Karşısında kim olduğunu bilmeden konuşuyor annem:
-Geçmişimde kötü şeyler yaşadım ben çok kötü. Belki diğer çocuğum için başıma gelenleri yutmalıydım, unutmaya çalışmalıydım, yaşamaya çalışmalıydım. Ama ben kendimi kandıramam ve ben acımı unutamam ve ben yüreğimdeki koca yarayı dağlayamam ve ben hayata karşı sığınılacak bir yerin olmadığını biliyorum, varmış gibi davranamam. Bu bir hak etme ya da hak etmeme sorunu bile değil, bu bir piyango, bu bir test değil, lanet olası bir trajedi, kimin başına geldiğinin önemi yok, iyi ya da kötü olmanın bir önemi yok, seçilmiş olmanın ya da seçilmemiş olmanın bir sonucu değil, diyorum ya sana, bu lanet olası sahnede, rastgele dağıtılan rollerden en acıklısının kura sonucu bana çıkması. Ben yeni doğan oğlunu kaybeden bir anne rolündeyim ve seni tanıyorum, merak etme. Kendi acıları yüzünden anne ve babasının terk ettiği minik kızsın sen, sana da bu rol biçilmiş. Ne zaman meydan okuyacaksın? Ne zaman baş kaldıracaksın? Ne zaman rolünü beğenmediğini ilan edeceksin ve de oynamak zorunda olmadığını? Sahneden ne zaman kendi isteğinle ineceksin? Bu dünyanın kederini, hüznünü ve acısını omuzlarında taşıyan milyarlarca temiz yüreklinin dağlanmış hayatlarının yanık kokusu geliyor burnuma ve sen onlardan birisin. Yanıyorsun, içten içe, dıştan dışa, minik kor alevleri sarmış bedenini ve zihninde zaten söndürülmesi neredeyse imkansız devasa bir yangın. Yanacaksan yan ve bitsin gitsin.

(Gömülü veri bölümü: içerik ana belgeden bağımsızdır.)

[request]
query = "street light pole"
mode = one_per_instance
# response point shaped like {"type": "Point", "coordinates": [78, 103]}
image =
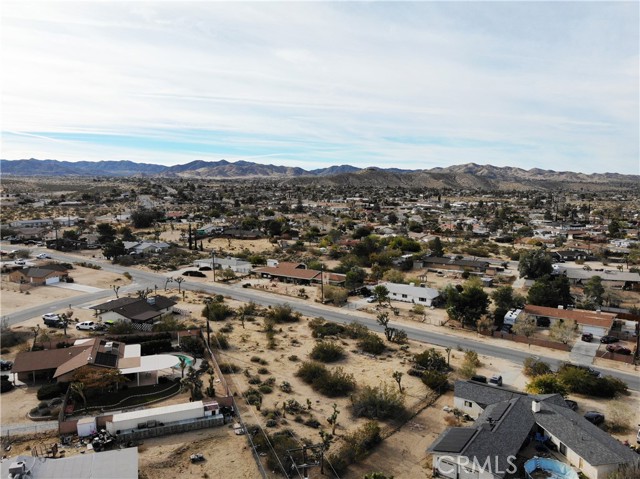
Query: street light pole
{"type": "Point", "coordinates": [213, 264]}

Yanıyor muydum? Bu deli kadın benim annem mi? Doğruyu mu söylüyor? Yanıyor muyum? Şuramda buramda minik kızarıklıklar, bunlar da neyin nesi? Kızarıklıklarım genişliyor, çok acıyor canım çok, gözyaşlarımın söndürebileceği bir yangın değil bu. Bu başkaldırışımın yangını, anarşik bir yangın bu. Gözyaşlarım yanaklarıma dökülemeden buhar oluyor, acımı ve kederimi hissederek yanıyorum, yokmuş gibi davranmadan, kolaymış, unutabilirmişim gibi davranmadan, zihnimi eğlemeden, oyalanmadan geçip gideceğim ve bir daha gelmemek üzere son kez yanacağım. Bana vadedilen cehennemi ilk ve son kez burada yaşayacağım. Saçlarımın kokusu geliyor burnuma, hayır bir saniye bile duraksamayacağım, 40 yılın üzüntüleri var o saçlarda, korkusu, yalnızlığı, üşümüşlüğü, bırak yansınlar o zaman. İlk ve son kez, ilk ve son kez diyorum ve sonrası vız gelir bana. Kimsenin cehennemle beni korkutamayacağı noktaya kadar yakacağım kendimi.

Cayır cayır yandım, yanışımın sesini duydum, gözümün önündeki parlak alevleri gördüm, yanan etin kokusunu duydum, acı ben oldum, sadece bir his olarak kaldım. Sonra o his de gitti, cennetin kapıları aralandı.